The past 18 months have made all of us students of money, markets and financial policy. If we are, as the saying goes, all economists now, we should consider how to use this new responsibility to help our organizations thrive in financial storms.
Traditionally, we have looked through the economic lens to understand matters such as pricing theory, the forces of supply and demand, and monetary and fiscal policy. This view has assumed that people act rationally, but observation reveals that emotion is a far more potent force underlying business and economic decisions than was previously understood.
I recently spoke at a conference that featured Dr. David Laibson, one of the bright young stars of behavioral economics. Part psychology and part economics, behavioral economics is rapidly becoming a dominant part of economic theory and practice.
During the conference, Laibson reminded us of the famous Solomon Asch experiment in which groups were asked to select two lines of the same length from a larger set. In spite of the fact that the correct answer was obvious to the most casual observer, a remarkable 37 percent of the groups consistently got it wrong. The reason for these mind-boggling errors was the influence of confederates. In every group of six people, five were surreptitiously co-opted by the researcher to give a wrong answer before the unsuspecting sixth subject had a chance to speak. More than a third of the uninformed subjects went along with the obviously wrong answer.
This conformity when all other members of a group seem to agree is what William Whyte, and later Irving Janis, called groupthink. Robert Fritz called it “the path of least resistance,” a mentality that says, “Don’t make waves or look foolishly out of step with the herd.”

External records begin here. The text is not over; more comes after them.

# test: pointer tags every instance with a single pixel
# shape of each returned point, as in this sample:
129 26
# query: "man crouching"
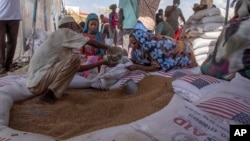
54 64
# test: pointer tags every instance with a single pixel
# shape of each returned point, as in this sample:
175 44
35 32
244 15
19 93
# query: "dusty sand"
86 110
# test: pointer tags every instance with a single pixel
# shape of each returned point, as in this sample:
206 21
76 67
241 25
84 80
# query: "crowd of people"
152 43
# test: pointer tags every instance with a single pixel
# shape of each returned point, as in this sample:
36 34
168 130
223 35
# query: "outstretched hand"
107 63
133 67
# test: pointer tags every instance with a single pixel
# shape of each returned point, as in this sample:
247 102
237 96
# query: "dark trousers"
8 29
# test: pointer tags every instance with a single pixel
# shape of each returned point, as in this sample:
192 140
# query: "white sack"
8 134
108 76
211 35
193 87
213 27
231 103
208 12
213 19
200 42
204 50
177 72
6 104
79 82
179 120
15 86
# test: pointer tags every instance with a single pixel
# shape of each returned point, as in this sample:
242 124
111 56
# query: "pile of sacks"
202 30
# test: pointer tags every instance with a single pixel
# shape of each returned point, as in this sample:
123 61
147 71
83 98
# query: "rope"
34 26
45 16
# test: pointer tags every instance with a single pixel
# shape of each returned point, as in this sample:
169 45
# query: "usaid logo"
239 132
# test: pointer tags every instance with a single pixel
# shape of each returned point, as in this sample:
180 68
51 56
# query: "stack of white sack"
202 30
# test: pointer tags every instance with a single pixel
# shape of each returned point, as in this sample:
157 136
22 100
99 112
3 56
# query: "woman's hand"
133 67
107 63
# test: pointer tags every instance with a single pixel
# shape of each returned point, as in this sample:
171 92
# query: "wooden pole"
34 27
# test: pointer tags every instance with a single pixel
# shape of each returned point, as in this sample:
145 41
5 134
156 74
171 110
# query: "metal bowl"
130 87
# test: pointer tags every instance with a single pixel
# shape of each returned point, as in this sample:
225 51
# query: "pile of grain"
87 110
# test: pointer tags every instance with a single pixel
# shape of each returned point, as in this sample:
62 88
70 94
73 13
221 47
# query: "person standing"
159 16
130 15
173 13
104 26
10 16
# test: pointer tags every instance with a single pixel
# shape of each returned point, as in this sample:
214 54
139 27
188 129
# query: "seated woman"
154 52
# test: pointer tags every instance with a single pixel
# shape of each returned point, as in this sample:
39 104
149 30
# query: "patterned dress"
165 52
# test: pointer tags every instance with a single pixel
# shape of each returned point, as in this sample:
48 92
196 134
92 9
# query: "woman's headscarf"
166 52
93 16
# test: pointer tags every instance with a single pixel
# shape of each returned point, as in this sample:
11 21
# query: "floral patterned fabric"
166 52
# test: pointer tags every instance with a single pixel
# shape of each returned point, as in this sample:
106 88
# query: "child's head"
113 7
92 23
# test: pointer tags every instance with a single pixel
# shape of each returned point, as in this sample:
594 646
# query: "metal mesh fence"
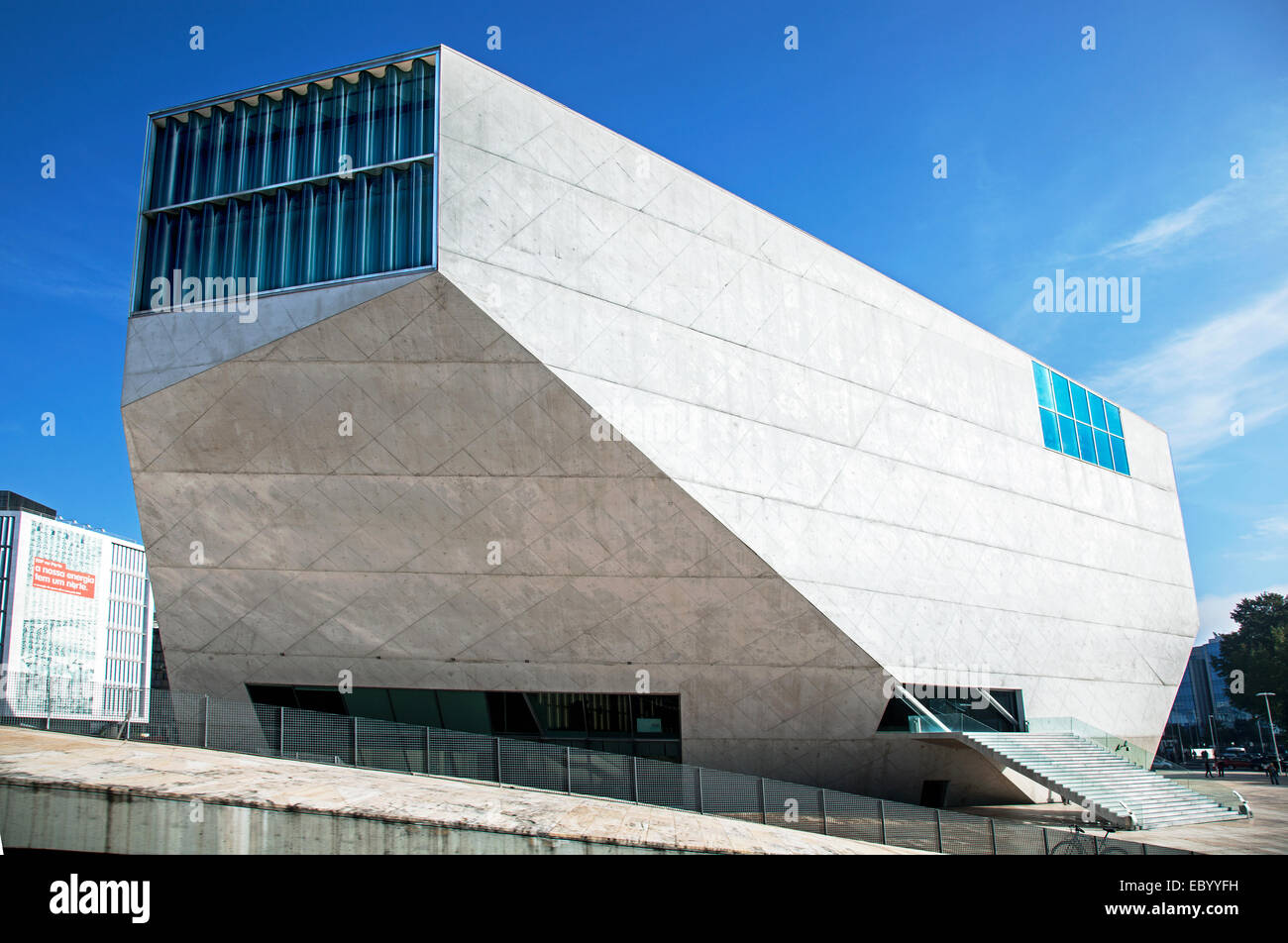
187 719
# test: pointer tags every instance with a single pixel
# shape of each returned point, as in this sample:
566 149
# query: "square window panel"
1063 401
1080 403
1098 411
1104 458
1120 451
1116 424
1051 431
1086 442
1042 381
1068 437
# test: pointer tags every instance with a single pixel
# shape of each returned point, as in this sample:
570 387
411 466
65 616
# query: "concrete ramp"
1091 776
80 793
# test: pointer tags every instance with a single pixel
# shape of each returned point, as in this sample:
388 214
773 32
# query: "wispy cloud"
1196 380
1160 234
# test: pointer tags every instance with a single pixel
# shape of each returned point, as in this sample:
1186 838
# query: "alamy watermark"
1093 295
209 294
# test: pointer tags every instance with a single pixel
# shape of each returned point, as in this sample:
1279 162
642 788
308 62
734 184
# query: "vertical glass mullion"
387 221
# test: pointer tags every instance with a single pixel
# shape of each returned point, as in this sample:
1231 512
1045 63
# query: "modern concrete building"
75 617
526 416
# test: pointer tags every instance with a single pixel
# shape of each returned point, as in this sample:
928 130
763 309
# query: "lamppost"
1274 742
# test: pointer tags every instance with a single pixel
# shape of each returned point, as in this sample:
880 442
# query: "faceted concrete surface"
460 815
810 475
879 453
370 552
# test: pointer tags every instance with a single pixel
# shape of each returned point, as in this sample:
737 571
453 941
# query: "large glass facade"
1078 423
329 179
630 724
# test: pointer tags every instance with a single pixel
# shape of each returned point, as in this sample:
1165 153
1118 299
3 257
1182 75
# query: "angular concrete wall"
370 552
881 454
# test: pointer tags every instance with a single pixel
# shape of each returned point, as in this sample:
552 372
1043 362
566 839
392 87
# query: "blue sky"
1104 162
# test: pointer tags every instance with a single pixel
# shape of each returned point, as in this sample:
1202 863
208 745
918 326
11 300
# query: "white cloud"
1215 612
1192 382
1170 228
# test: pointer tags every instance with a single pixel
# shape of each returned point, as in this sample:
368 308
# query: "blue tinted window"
1051 431
1120 453
1103 455
1042 380
1098 411
1086 442
1116 424
1078 423
1068 437
327 180
1080 403
1063 402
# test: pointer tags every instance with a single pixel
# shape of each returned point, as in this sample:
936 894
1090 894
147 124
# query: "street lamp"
1274 742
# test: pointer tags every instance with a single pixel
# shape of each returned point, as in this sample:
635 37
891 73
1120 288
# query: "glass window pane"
1098 411
1042 381
1116 424
1063 401
1080 403
1086 442
1120 453
1104 458
1068 437
1050 429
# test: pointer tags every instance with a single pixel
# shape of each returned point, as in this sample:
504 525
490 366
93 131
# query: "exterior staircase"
1087 773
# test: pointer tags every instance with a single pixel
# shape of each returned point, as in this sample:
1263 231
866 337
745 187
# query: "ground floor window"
629 724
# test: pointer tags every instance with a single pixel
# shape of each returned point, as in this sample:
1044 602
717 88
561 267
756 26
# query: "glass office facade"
325 180
1078 423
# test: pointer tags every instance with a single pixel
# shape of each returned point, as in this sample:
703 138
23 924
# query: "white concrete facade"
820 476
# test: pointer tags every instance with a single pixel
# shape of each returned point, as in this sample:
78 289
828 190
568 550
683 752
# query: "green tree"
1258 652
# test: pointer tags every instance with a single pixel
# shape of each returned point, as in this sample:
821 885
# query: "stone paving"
155 770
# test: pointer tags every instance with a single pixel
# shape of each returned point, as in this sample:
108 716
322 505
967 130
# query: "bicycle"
1081 843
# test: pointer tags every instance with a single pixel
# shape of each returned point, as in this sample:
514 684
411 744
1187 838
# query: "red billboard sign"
54 576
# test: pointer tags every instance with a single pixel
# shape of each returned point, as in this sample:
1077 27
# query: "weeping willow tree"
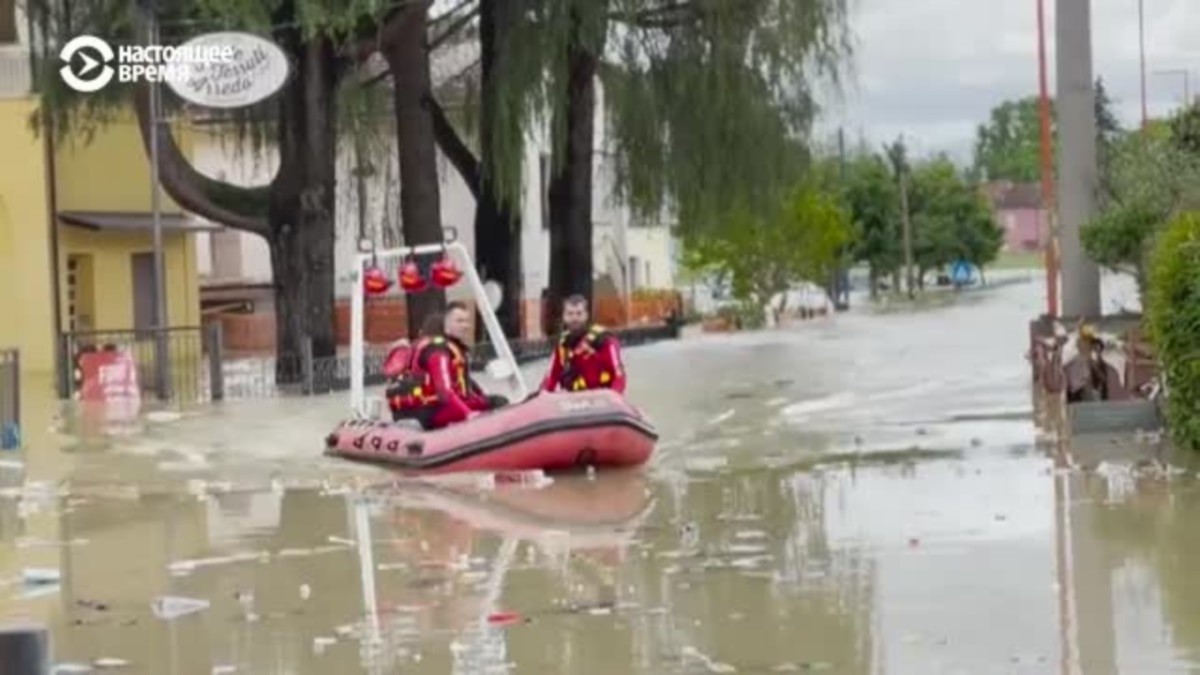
327 42
708 102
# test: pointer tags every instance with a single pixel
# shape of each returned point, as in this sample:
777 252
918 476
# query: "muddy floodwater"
869 494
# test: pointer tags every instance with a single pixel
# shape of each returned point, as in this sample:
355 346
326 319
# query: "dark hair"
433 324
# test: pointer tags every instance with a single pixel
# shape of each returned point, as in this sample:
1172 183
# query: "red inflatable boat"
550 432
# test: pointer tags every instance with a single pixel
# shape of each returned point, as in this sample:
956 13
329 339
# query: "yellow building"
97 254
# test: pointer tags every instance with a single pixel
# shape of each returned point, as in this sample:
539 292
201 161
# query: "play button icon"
75 79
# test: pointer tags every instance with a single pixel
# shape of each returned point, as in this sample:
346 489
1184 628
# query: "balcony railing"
15 72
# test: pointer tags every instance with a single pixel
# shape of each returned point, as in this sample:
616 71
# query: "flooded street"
868 494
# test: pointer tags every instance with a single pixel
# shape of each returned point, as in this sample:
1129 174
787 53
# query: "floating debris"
503 617
41 575
322 643
173 607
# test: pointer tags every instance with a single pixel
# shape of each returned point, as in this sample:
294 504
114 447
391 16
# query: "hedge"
1173 322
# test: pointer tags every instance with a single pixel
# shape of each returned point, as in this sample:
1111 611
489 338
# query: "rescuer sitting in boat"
436 388
587 357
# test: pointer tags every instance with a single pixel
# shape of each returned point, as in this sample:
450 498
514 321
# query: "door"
143 291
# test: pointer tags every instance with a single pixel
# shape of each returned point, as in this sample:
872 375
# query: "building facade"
1018 209
76 245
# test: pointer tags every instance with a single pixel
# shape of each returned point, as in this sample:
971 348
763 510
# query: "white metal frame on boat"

Conformity to a norm is one thing when dealing with judgments about the length of lines. It is a more serious issue when dealing with something like an airplane in a critical situation. The National Transportation Safety Board has used voice-recorded interactions between captains and crew members to verify a disastrous effect of this type of inertia. In many fatal aircraft crashes, recordings verify that the crew failed to effectively challenge the pilot even when they knew he was taking the wrong action, such as continuing to search for the cause of a popped circuit breaker while flying the airplane out of fuel.
Researchers conclude that crew members were hesitant to effectively voice their concerns because they felt obligated to defer to a well-established authority precedent. They may have thought, “I know what I see, but I must be wrong because the captain doesn’t see it.”
This problem doesn’t stop with co-pilots. Many of us are trapped by choosing inertia and the desire to look in step with authority figures or with the rest of the world even when they are acting irrationally, dysfunctionally or dangerously.
In September 2007, the world awoke from a sweet economic dream. For too long, there had been excess liquidity in the markets. Lack of prudent lending practices and ineffective oversight led to a flood of risky subprime mortgages. The good times abruptly ended when home mortgage defaults began a meteoric rise, causing a historic retraction in credit and a chain reaction of bankruptcies and layoffs.
The actions that precipitated this shock were based on irrational ideas like: “Housing prices have gone up as long as we can remember, so they will always go up,” “We can always sell defaulted homes for even higher prices” and “Almost all lenders have been making enormous sums of money by offering high-risk loans. I’ll be left behind if I don’t join the herd.”
So now it is Monday morning. We took a beating, and it’s up to you to help your organization learn from this experience and make more rational choices in the days ahead. You might start by ensuring that the teams in your organization give fair hearing to disconfirming information. To avoid groupthink, it is crucial that your leaders create an environment where people feel free to openly challenge conventional views. Many teams find it useful to periodically assign different people to play devil’s advocate. A favorite exercise of mine is to ask a team to identify the kind of circumstances or competitor that could put them out of business.
As Laibson and his colleagues in behavioral economics point out, we only think we are rational. Your challenge is to lead your team to learn from this crisis. Organizations that will thrive in the future must turn a bright light on irrationality and create systems that help their people opt for cogent alternatives. Now it’s time for you to lead the move to rationality.